Family and Children’s Services (FCS) has partnered with the Howard County Office of the Local Children’s Board to launch the Building Youth Resiliency program, an initiative aimed at identifying disconnected youth and children of incarcerated parents whose physical and mental wellbeing are at-risk. The program seeks to intervene in these cases and match this vulnerable population with basic yet critical resources in areas such as healthcare, shelter, employment, and education.
According to Measures of America and the American Community Survey, 6.9% of Howard County’s population age 16-24 — more than 2,400 youths — are considered disconnected.
“There are disconnected young people throughout our communities in Howard County with inadequate basic resources, education, and skills, or a plan for the future,” said Heather Sherbert, FCS Director of Case Management Services. “They can easily fall prey to drug use, criminal behavior, gang involvement, homelessness, and prostitution. They can become victims of violence and exposed to injury and disease.”
Youth who find themselves aging out of the child welfare system, or who are re-entering the community from the juvenile justice system, are often caught in a limbo between navigating the protections of childhood and the responsibilities of adulthood.
These youth become disconnected and are often managing without the supports needed to stabilize as they attempt to sustain themselves in the community. The effects on disconnected youth and their young adult development are profound when considering health, education, and employment. Disconnected youth are particularly prone to depression, suicide, and other mental health disorders. Disconnected adolescents also have high rates of substance abuse disorders.
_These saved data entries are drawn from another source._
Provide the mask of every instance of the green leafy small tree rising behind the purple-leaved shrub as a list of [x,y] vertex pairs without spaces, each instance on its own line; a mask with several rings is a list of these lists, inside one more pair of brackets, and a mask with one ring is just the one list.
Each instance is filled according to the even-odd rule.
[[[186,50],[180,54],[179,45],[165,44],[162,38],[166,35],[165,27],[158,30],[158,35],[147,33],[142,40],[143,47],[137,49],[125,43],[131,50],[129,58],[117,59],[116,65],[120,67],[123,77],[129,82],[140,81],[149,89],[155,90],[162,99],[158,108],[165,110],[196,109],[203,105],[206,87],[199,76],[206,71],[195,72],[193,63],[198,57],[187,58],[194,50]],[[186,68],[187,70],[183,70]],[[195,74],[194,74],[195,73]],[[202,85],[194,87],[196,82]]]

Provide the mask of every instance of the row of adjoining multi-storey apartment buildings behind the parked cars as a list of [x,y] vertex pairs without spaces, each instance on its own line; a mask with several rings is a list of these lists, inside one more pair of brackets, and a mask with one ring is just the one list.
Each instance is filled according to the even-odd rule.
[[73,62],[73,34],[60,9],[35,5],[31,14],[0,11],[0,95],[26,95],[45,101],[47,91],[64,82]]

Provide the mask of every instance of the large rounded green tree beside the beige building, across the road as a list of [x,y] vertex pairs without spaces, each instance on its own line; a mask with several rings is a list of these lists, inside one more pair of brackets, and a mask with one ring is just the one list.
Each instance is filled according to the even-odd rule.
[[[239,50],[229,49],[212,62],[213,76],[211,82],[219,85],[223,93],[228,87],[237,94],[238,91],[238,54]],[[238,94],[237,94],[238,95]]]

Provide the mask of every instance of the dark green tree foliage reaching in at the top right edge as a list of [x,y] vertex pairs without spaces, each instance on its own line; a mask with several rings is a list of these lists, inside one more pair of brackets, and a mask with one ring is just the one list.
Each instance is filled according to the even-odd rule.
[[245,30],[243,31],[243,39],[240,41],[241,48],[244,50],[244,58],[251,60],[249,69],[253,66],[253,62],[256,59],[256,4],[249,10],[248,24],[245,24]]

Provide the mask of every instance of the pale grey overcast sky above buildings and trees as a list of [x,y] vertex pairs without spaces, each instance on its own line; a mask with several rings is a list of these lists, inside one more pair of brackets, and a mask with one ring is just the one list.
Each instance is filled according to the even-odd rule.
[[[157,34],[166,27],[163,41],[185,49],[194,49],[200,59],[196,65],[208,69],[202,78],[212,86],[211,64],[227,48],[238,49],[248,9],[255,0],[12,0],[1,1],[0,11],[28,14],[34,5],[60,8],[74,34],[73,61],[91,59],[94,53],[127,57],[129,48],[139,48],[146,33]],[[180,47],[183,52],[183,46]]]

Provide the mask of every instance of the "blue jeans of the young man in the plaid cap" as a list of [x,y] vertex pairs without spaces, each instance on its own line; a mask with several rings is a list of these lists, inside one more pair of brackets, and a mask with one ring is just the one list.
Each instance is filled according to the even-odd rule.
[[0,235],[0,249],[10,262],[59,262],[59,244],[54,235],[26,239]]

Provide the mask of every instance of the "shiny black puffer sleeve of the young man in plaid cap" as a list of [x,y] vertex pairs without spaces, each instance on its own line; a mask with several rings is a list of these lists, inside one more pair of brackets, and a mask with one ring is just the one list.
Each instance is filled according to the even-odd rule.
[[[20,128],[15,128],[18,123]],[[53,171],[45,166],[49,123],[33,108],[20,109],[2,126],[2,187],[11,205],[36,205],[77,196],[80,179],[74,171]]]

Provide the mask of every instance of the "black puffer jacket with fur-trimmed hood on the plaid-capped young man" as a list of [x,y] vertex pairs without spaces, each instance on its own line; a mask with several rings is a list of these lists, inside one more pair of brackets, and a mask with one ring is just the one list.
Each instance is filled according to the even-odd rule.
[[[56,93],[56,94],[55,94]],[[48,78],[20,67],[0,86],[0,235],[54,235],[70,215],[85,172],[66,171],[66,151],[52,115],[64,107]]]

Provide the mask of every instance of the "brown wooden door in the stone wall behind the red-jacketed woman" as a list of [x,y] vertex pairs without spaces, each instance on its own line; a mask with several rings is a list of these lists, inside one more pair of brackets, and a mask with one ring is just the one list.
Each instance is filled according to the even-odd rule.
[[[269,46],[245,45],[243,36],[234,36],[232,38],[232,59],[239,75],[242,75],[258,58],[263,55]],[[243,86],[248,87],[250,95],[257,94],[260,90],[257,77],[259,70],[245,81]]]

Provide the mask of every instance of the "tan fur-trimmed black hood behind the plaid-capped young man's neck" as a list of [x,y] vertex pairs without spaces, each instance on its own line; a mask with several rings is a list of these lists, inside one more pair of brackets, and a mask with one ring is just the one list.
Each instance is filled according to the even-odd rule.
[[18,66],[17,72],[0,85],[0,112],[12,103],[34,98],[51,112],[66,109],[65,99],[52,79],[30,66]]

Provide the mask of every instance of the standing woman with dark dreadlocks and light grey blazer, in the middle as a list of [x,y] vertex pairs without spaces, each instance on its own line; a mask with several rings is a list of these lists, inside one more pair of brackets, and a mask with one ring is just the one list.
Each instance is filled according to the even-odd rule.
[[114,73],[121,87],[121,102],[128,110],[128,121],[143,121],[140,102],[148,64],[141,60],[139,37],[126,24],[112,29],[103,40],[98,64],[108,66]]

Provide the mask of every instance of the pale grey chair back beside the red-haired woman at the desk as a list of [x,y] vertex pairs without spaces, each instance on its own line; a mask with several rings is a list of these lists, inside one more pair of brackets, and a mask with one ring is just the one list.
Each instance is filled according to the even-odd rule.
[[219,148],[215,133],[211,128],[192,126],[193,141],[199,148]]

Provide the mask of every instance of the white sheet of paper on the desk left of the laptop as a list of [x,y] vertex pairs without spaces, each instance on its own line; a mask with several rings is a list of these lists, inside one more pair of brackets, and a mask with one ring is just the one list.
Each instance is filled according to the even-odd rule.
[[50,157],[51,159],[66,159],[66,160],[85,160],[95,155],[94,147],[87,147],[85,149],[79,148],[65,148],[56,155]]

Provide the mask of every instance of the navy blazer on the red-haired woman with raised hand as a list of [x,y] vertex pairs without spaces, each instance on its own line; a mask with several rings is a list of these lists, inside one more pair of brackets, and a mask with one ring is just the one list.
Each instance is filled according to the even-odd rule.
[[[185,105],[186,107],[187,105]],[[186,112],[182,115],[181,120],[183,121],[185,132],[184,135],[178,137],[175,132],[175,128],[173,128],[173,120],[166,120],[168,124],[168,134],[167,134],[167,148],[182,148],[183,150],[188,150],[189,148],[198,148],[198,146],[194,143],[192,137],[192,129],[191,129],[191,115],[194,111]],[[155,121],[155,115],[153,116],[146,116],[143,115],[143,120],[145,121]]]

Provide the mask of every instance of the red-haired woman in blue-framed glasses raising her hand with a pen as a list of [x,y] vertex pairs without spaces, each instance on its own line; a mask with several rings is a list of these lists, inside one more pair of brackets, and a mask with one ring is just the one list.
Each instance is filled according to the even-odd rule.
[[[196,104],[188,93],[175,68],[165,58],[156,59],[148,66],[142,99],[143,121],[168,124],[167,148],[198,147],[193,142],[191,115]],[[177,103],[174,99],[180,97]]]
“We specifically want to serve disconnected youth as well as young people who have been impacted by the incarceration of their parent or guardian,” said Kim Eisenreich, Administrator of the Office of the Local Children’s Board. “This pilot program, and specifically, this partnership with FCS, will offer wraparound services to this population with the goal of improving the wellbeing of our young people, shaping healthy families, and strengthening our community as a whole.”
FCS’s multi-disciplinary care team, which includes case managers, licensed clinicians, and a psychiatrist (when necessary), will develop a personalized care plan that places each individual on a path to thrive.
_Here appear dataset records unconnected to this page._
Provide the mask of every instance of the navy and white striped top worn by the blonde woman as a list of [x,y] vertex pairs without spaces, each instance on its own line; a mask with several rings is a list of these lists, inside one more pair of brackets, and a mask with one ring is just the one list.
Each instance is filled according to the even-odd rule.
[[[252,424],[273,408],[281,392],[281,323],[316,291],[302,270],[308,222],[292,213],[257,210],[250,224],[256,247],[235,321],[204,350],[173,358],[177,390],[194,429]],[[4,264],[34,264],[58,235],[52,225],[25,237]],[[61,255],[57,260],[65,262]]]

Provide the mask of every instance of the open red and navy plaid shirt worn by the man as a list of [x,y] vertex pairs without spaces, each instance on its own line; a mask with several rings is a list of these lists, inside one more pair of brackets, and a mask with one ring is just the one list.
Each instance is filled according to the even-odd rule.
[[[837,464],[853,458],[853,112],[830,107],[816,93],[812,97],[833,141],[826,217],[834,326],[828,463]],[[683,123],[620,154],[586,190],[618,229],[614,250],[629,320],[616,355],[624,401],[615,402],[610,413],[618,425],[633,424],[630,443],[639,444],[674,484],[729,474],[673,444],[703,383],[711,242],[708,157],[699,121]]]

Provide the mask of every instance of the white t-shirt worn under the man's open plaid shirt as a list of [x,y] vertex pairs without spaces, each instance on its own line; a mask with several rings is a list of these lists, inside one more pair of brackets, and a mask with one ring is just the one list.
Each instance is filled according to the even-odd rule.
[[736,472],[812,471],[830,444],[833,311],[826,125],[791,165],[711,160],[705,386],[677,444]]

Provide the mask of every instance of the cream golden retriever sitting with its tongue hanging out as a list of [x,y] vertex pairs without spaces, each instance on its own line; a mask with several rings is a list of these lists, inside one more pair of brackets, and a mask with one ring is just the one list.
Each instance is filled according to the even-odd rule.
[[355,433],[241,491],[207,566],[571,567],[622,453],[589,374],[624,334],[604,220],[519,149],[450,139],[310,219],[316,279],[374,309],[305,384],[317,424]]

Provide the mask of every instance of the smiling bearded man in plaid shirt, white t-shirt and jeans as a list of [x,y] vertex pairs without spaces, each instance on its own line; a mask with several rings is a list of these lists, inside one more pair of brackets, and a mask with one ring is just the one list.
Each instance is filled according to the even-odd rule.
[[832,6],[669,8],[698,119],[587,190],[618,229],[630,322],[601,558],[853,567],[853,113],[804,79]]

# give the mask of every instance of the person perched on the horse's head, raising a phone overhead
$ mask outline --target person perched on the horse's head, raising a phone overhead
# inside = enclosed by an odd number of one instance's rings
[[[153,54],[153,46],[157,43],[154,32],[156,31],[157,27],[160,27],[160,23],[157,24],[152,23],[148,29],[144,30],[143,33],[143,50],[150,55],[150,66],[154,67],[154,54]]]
“Our team is positioned to provide advocacy and outreach,” Sherbert said. “This collaboration will allow FCS to meet clients and families where established relationships already exist and allow clients a safe space to development new relationships that help achieve stability.”
For more information on the Building Youth Resiliency program, contact FCS Case Manager Amanda Khammang at 443-864-0379 or email@example.com.
About Family and Children’s Services
Family and Children’s Services is a non-profit human services organization based in Baltimore for more than 165 years. The agency provides a broad range of free and low-fee support services to people of all ages through its core of behavioral health services and case management programs. With ten locations in Baltimore and the surrounding counties, FCS serves thousands of individuals and families every year dealing with the challenges sustained in areas such as trauma, domestic violence, mental health issues, raising families, and caregiving. For more information and a complete list of FCS services and programs, visitfcsmd.org. Follow FCS on Facebook at facebook.com/fcsmd/.
About the Local Children’s Board
The Local Children’s Board (LCB) within the Department of Community Resources and Services, was established in 1996 as a neutral convener that facilitates interagency collaboration, youth empowerment and community engagement to create a shared vision for children, youth and families in Howard County.